É ou não é, meu querido público específico?

14 Responses

  1. 14 novembro 2012 at 12:47 pm

    Como sempre, ótimo artigo Ligia!

    • ligiafascioni
      Responder
      14 novembro 2012 at 1:06 pm

      Obrigada, Guilherme :))

  2. ÊnioPadilha
    Responder
    14 novembro 2012 at 4:20 pm

    É isso mesmo, minha autora favorita. Fico feliz que exista ainda quem não faça todas as concessões ao mercado. Senão estaríamos lendo aqui algum texto bobinho de motivação ou de auto ajuda.

    • ligiafascioni
      Responder
      15 novembro 2012 at 11:49 am

      Aahahaha… motivação e auto-ajuda não são meu forte mesmo…ahahaha (nem o seu).
      Beijocas 🙂

  3. Claudia
    Responder
    16 novembro 2012 at 3:04 pm

    Lígia:
    É muiiito chato esse “a tendência agora é”. Aí sai todo mundo papagaiando o que ouviram na palestra do “professor da USP”. Nada contra os professores da USP, mas tudo contra quem ouve máximas e sai repetindo, a despeito dos conceitos mais elementares da comunicação/relacionamento/boas relações – que, aliás, se aprende em casa, quando temos 01 ano de idade.

    As palavras, os conceitos, saturam antes mesmo de alguém de fato praticá-los. Alguém ainda fala em “qualidade total”, “quebrar paradigmas”? Aplicaram a “qualidade total? Quebraram paradigmas? Nãooooooooooooooooo. Quem fez algo novo foi quem não proclamou.
    E alguém ainda aguenta falar em sustentabilidade? O mundo será salvo pela coleta de garrafas pets e a transformação delas em outros itens igualmente poluentes?
    Bem, quem está fazendo de fato coisas legais é quem não tem nada a ver com o peixe da falácia.
    Preguiça.

    Beijo,

    Claudia

    • ligiafascioni
      Responder
      16 novembro 2012 at 4:38 pm

      Aahahah… bem resumido, Claudia! Sem dizer que para cada frase dessas são publicados 15 best-sellers de aeroporto :))
      Beijos

  4. Claudia
    Responder
    16 novembro 2012 at 10:08 pm

    Lígia:

    Tu estás em São Paulo?
    Gostaria de ouvir uma palestra tua.

    Beijo,

    Claudia

    • ligiafascioni
      Responder
      17 novembro 2012 at 6:15 pm

      Oi, Cláudia!

      Não. Cheguei hoje em BH e fico aqui até dia 25, quando volto direto para Berlin. Que pena; quem sabe em março, quando eu voltar?
      Abraços,

      • 17 novembro 2012 at 9:06 pm

        Em março?
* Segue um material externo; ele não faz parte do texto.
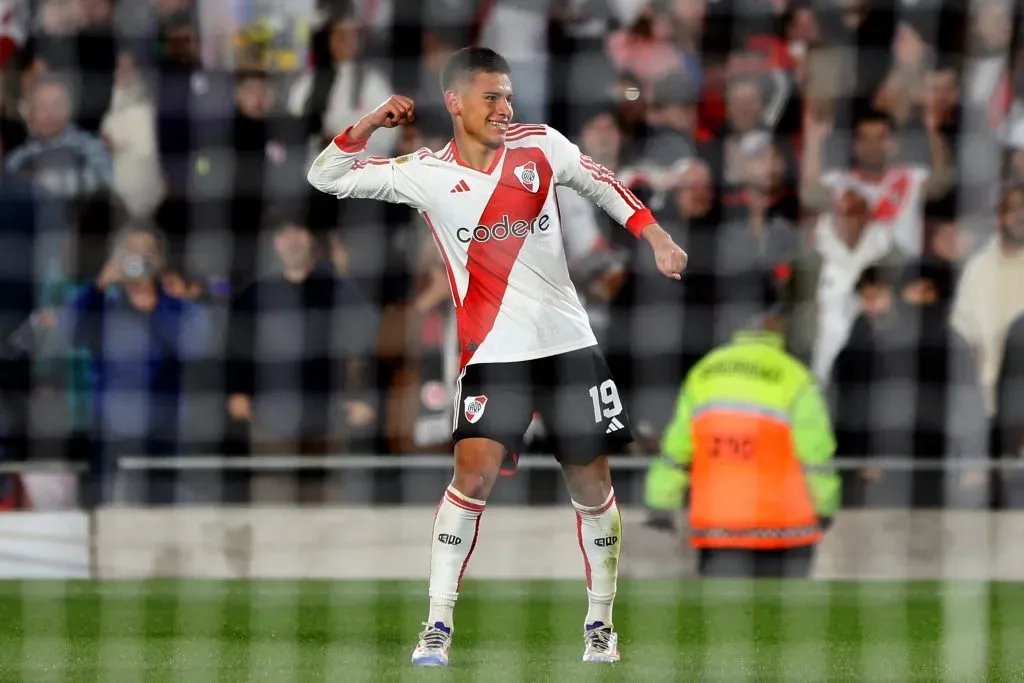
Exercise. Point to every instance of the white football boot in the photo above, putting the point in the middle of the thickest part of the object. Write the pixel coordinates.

São Paulo?
        Estarei em São Paulo nos dias 15 e 16/03/2013
        Qual é a agenda?

      • ligiafascioni
        18 novembro 2012 at 10:29 am

        Oi! Ainda não tenho agenda, dependo das empresas me contratarem e ainda estou negociando. Vamos ver :))

  5. Claudia
    Responder
    22 novembro 2012 at 8:08 pm

    Lígia:

    Ok, fiquemos no aguardo das boas novas de Março.

    Um beijo.

    Claudia

  6. 21 agosto 2013 at 12:43 am

    Brilhante sua matéria, Lígia. Eu entrei na Internet porque estava na dúvida se no título do meu blog colocava “público em geral”. Sua matéria tirou completamente minha dúvida e ainda me esclareceu em relação ao meu público.Valeu!!!!!

    • ligiafascioni
      Responder
      21 agosto 2013 at 5:35 pm

      Que legal que serviu 🙂
      Abraços e sucesso!

  7. Tito Parizotto
    Responder
    5 maio 2016 at 6:50 am

    Muito interessante, esta falácia se asemelha e caracteriza muito expressões usadas em fofocas, como “fiquei sabendo” (por que? Isso não se diz) “me disseram” (quem?). É a falácia do terceiro indefinido aplicada com as camuflagens de mercado. Muito bom!